Carbon Capture, Utilization, and Storage (CCUS)

CCUS is still an emerging technology with economic complications stemming from scalability; however, the market size is expected to grow from $1.6 billion in 2020 to $3.5 billion in 2025, according to Daxue Consulting. More optimistic estimates believe that the market could reach $1 trillion by 2030. While most CCUS efforts come from capturing carbon from CO2-dense flue gasses at fossil fuel plants, direct air capture (DAC) CCUS is promising because of its ability to be deployed anywhere.

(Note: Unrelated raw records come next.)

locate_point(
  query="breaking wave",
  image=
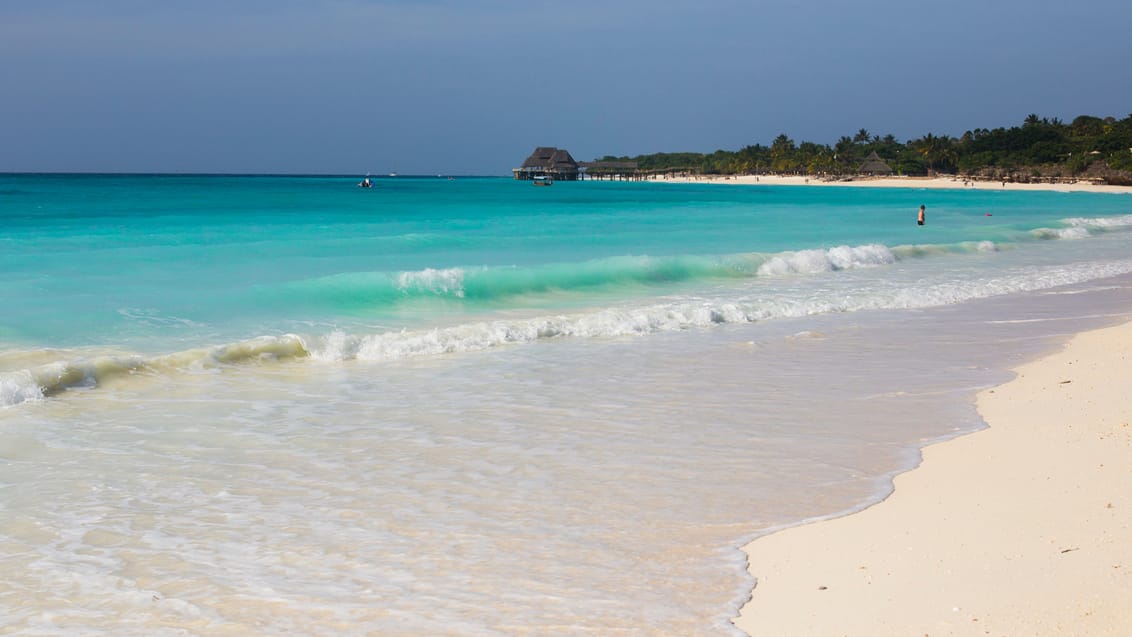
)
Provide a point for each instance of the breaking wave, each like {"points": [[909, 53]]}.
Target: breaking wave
{"points": [[44, 380]]}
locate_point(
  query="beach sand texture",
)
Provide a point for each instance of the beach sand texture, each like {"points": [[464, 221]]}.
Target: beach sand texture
{"points": [[948, 182], [1020, 528]]}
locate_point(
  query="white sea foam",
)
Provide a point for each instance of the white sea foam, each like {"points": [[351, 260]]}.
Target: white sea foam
{"points": [[1100, 222], [444, 282], [842, 257], [1074, 232], [671, 315]]}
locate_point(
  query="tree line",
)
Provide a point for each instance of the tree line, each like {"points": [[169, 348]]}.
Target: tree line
{"points": [[1040, 148]]}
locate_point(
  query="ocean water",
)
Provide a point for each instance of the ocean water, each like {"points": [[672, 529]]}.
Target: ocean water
{"points": [[269, 405]]}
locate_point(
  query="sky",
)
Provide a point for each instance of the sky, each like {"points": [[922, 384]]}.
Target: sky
{"points": [[471, 87]]}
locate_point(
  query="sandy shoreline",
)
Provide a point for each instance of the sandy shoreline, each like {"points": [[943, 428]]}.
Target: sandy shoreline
{"points": [[1020, 528], [950, 182]]}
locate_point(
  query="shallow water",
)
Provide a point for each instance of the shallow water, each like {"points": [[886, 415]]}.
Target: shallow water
{"points": [[576, 442]]}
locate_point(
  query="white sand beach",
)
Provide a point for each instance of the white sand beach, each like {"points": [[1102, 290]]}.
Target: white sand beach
{"points": [[949, 181], [1020, 528]]}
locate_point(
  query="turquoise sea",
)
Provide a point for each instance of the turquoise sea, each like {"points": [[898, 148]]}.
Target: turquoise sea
{"points": [[267, 405]]}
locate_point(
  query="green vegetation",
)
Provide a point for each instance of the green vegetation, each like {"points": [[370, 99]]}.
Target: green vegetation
{"points": [[1039, 149]]}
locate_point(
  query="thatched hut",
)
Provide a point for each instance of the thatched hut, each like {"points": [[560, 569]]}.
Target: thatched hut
{"points": [[874, 165], [547, 161]]}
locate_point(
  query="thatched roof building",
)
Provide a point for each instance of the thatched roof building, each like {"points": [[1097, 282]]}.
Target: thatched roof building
{"points": [[874, 164], [547, 161]]}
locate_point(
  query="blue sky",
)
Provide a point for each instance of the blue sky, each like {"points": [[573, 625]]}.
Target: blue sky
{"points": [[462, 87]]}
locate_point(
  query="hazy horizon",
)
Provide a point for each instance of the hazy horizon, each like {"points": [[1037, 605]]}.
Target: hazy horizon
{"points": [[438, 87]]}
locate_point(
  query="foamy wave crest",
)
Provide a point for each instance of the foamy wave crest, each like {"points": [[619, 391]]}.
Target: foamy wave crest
{"points": [[813, 261], [44, 380], [1075, 232], [19, 387], [670, 316], [442, 282], [1099, 222]]}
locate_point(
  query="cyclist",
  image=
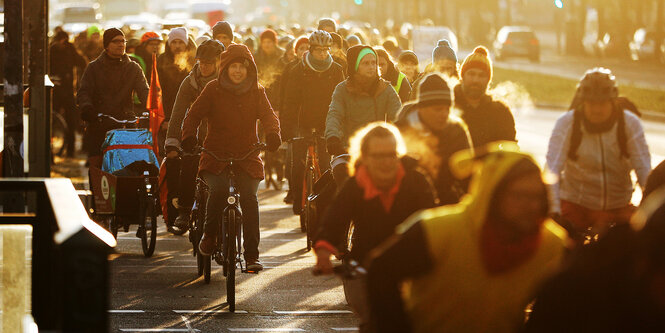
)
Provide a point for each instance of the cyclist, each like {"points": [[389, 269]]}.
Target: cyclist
{"points": [[63, 58], [488, 120], [435, 135], [383, 191], [390, 73], [232, 104], [173, 66], [181, 173], [107, 87], [359, 100], [308, 93], [593, 149], [474, 266]]}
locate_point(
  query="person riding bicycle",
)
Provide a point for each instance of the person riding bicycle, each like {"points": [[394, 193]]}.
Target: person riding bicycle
{"points": [[107, 87], [181, 172], [592, 150], [385, 188], [474, 266], [232, 104], [361, 99], [435, 135], [307, 95]]}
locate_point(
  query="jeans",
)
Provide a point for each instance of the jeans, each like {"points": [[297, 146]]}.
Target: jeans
{"points": [[299, 161], [248, 187]]}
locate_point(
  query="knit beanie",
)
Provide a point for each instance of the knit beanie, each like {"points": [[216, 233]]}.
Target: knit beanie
{"points": [[408, 55], [111, 33], [327, 23], [354, 54], [179, 33], [222, 27], [434, 90], [269, 34], [443, 51], [478, 59]]}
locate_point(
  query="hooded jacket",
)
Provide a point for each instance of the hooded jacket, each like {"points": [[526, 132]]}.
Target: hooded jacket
{"points": [[447, 286], [307, 97], [190, 89], [232, 116]]}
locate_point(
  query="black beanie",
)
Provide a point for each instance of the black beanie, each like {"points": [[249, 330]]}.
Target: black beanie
{"points": [[434, 90], [111, 33], [222, 27]]}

Currently, the most profitable application of CCUS is selling captured CO2, which is pressurized and then pumped into oil wells to enhance oil recovery. Reports estimate that for the world to reach its carbon goals by 2050, 2,000 CCUS facilities must be built to capture CO2. With only seven operational CCUS facilities in China, there will be a massive need for China to construct these facilities in the coming decades.

Green Building

Green building has grown in popularity in China. While sustainable buildings make up a small percentage of China’s construction market, China is adopting more green building practices, which presents opportunities for U.S. architecture, construction, and engineering services firms. According to the China Business Review, new regulations require that 70% of new urban buildings be certified green buildings by 2022. Major municipalities, including Shanghai, Beijing, and Shenzhen, plan to exceed that goal, requiring all new commercial buildings to be green buildings.  This also includes plans to renovate schools, hospitals, and public buildings to be more energy-efficient. The ongoing State Council Green Building Action Plan, launched in 2014, mandates that public facilities such as schools, hospitals, museums, stadiums, and affordable housing, as well as any single building area over 20,000 square meters, such as airports, railway stations, hotels, restaurants, shopping malls, offices, and other large public buildings, must meet the green building standards of China’s 3-Star Rating System GBEL (The Green Building Evaluation Label). China’s Green Building Action Plan also provides the refurbishment of some 400 million square meters of existing urban housing in northern China and 400,000 rural dwellings subject to major thermal rehabilitation works.  According to the U.S. Green Business Council, in 2018, LEED-certified Grade A office buildings exceeded 523 million square meters across greater China, an increase of 7.3% from the previous year and accounted for over 27% of the total market share in ten prominent cities. In 2019, China ranked #1 for LEED Certification outside of the U.S. with over 79 million gross square meters, an increase of 14% from the previous year.